We broke for lunch in the shade of a thorny tree, one of the few in sight. Our lead driver, Irda, whose teeth were stained the color of mahogany, lit a fire of scrub wood in a pit of sand. Meanwhile, we MacPhersons lay on a quilt in the dirt reading “Siddhartha,” “Harry Potter,” “Lord of the Flies,” and “The Constant Gardner,” respectively by me, Fraser, Molly, and Charlie. At the crowning moment we were served a bowl of vegetables in a thick yellow broth, with pancake breads called chapati. My stomach churned almost loud enough to compete with the gurgling guts of the camels nearby.
Back on the trail, we came upon a starving desert village named Boo, where curious and bored youngsters swarmed around us. As the village girls touched and pinched Molly, she likened the experience to the life of movie actress Julia Roberts. “I’d rather be dead than be a celebrity,” she told me. I felt sorry for her. An eleven year old has a right to personal private space, and no obligation to satisfy the curiosity of strangers, no matter how curious they may be. But it seems another verity of India that no one can afford public privacy with so many millions around them competing for the space. She did her best to smile and agreeably answer their questions. We were all tired. Finally, she rose up from the edge of a water well and walked off alone across a bone yard of dead cattle and goats.
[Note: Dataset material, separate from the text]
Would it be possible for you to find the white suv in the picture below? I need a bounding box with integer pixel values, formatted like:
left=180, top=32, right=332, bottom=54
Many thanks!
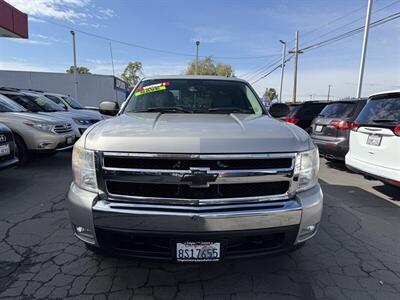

Fraser, on the other hand, had something to keep the villagers of Boo at bay–a slingshot he had bought in Zimbabwe. He had perfected his aim so that he could hit a Coke bottle nearly every time at twenty yards. In India he has taken potshots at sacred cows, Indian water buffaloes, and rapscallion monkeys in temples and on hotel grounds. One evening in Jodphur, while staying in a gorgeous maharajah’s summer palace, we went out looking for him in the gloaming; he was blasting fruit bats out of a banyan tree. Whenever he unleashes a stone, young and middle-aged and even some old men invariably get in line to take a shot themselves. They then follow up with earnest advice on how best to take aim and release.
Meanwhile, over by the water hole, Charlie played the technology card with the village women by wowing them with the digital camera. And how she made them laugh when she showed them images of themselves on the camera’s viewing screen. The sight of ten or fifteen women of various ages covering their mouths with their hands to hide their giggles was heartwarming. Charlie chose right.
Our camel agent found a place for the night on a nifty dune, one with eddies and ripples and not too many goat and cow prints or turds. There was a soft breeze blowing and a view of the setting sun, and while one driver set up our tents another started to cook dinner over a fire. The sun dropped as if exhausted into the haze.
Soon it was dark. The stars came out and we squatted cross-legged close to the fire for warmth. An old man appeared from the darkness with a drum that he played while the camel drivers sang and kept rhythm with bones. The drummer was just winding down his repertoire and we were thinking of bed when a group of nomads gathered, carrying a flute and another drum made out of a clay jug. As they started to play, we found the mood, and almost that quickly the safari, and even the camels, turned magical. And we danced to the exotic, beautiful whine of the flute in the fire light, with the cool sand under our naked feet and brilliant stars swarming around our heads like sparks from a fire.